When OKD was privatised in the mid-2000s, Sobotka (Social Democrats, CSSD) was finance minister.

Critics have reproached him for the privatisation deal which they call disadvantageous for the state. Sobotka has dismissed the criticism.

In his testimony on Friday, he described the preparation of the state OKD company’s privatisation.

Based on the UOHS’s recommendation, the company should have been sold for 3.5 billion crowns at the least. Afterwards, bids were made by the Penta group, reaching three to 3.5 billion crowns. he said.

Finally, the stake in OKD was sold to the Karbon Invest group.

“No other bids appeared,” Sobotka said.

He said the final price also exceeded OKD’s value as assessed by an expert opinion provided by the National Property Fund (FNM).

Sobotka said he had no reason to doubt about the FNM’s professional work.

He said he did not know that the price set by the expert opinion reportedly did not involve the whole OKD company but only a part of it.

“If this was true, I did not know about it,” he said on Friday.

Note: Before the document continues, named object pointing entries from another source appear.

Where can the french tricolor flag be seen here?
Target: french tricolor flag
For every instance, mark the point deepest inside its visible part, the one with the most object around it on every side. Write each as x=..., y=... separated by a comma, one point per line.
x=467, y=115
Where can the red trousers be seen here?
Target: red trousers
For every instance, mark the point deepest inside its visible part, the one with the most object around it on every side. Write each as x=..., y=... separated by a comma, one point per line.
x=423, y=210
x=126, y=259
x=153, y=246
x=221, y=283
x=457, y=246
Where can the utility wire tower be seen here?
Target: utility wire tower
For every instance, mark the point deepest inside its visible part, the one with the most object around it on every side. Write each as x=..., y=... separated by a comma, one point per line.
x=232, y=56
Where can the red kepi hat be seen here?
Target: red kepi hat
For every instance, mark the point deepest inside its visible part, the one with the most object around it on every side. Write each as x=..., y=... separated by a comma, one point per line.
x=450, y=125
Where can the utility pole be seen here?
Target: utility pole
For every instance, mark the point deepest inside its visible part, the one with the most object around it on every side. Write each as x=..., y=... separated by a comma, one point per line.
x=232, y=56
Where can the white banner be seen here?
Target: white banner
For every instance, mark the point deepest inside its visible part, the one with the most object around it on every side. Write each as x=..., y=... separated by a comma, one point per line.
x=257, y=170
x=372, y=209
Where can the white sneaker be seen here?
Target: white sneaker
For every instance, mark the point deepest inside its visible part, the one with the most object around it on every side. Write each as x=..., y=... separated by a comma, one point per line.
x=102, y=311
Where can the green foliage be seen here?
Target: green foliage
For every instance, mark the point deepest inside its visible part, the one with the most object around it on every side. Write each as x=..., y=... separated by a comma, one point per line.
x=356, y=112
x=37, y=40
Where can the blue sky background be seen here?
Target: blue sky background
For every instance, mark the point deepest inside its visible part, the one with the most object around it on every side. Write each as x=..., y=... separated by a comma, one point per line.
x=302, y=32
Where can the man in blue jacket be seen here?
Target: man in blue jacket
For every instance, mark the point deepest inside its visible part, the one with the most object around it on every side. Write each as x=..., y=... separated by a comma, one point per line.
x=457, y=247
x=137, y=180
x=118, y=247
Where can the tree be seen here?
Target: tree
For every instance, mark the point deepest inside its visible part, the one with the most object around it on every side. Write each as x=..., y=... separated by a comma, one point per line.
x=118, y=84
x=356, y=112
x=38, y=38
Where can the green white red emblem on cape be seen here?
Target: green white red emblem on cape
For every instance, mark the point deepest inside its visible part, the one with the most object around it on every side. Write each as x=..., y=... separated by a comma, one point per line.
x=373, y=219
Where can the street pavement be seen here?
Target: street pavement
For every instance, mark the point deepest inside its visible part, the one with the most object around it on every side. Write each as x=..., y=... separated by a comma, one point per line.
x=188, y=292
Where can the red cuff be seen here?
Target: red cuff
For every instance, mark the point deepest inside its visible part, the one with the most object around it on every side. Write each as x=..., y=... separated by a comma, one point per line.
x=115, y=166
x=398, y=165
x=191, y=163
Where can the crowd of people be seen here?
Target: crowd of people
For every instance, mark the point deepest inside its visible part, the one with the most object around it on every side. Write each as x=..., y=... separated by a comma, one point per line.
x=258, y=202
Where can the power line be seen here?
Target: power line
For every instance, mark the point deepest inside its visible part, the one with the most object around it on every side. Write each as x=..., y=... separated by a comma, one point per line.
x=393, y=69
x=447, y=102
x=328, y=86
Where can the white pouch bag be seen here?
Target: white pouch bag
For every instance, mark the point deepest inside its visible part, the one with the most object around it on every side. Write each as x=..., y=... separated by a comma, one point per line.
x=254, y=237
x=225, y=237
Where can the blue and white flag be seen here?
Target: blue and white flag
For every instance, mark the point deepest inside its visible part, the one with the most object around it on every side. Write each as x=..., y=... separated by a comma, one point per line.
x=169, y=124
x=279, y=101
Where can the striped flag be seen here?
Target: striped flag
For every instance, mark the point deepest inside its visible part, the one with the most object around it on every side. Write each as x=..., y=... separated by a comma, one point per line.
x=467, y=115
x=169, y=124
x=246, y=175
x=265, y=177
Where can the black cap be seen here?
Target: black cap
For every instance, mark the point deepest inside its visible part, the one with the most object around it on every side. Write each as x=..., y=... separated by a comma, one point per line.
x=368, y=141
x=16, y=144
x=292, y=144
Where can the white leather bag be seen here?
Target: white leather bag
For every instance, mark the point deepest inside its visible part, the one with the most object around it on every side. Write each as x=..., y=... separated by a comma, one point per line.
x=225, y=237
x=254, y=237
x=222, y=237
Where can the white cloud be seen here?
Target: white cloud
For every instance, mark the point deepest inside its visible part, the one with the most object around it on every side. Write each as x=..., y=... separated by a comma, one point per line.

The expert, based on whose opinion the government acted, assessed the price of shares but did not include the value of OKD’s daughter firms in the overall price.

Sobotka said the former government had negotiated about the OKD sale exclusively with the Karbon Invest group because it sought the maintenance of social stability in the region, north Moravia, and because this bidder was also preferred by trade unions.

On departure from the courtroom, Sobotka told journalists that he regrets it that a trial has not been faced by the person who in 1996 decided on the state losing its majority in OKD in 1996, and by those who siphoned off huge sums of money from OKD after 2004. He would not give any concrete names, however.

“I have a feeling that time has been been wasted on debating a procedure that was standard,” Sobotka said.

He said a problem emerged as early as eight years before the privatisation deal.

“Without any reason, the FNM reduced the state’s stake in OKD from more than 50 percent to 46 percent, and nothing happened. The state lost its majority in OKD, its minority stake got devalued, and nothing happened,” Sobotka said, adding that these were events from 1996, at the close of the first government of Vaclav Klaus (then Civic Democrats, ODS), when the CSSD was in opposition.

The sale of OKD shares was approved by the cabinet of Stanislav Gross (CSSD) in 2004.

The supervising state attorney says the value of the state stake in OKD was 9.8 billion crowns at least.

The Karbon Invest owners, Viktor Kolacek and Petr Otava, sold OKD to Zdenek Bakala’s RPG Industries Group after two months for a price which different sources set at nine to 12 billion crowns.

In connection with the OKD sale, criminal charges are faced by the expert who completed the expert opinion on the company’s value and two former FNM deputy chairmen who were in charge of the privatisation deal.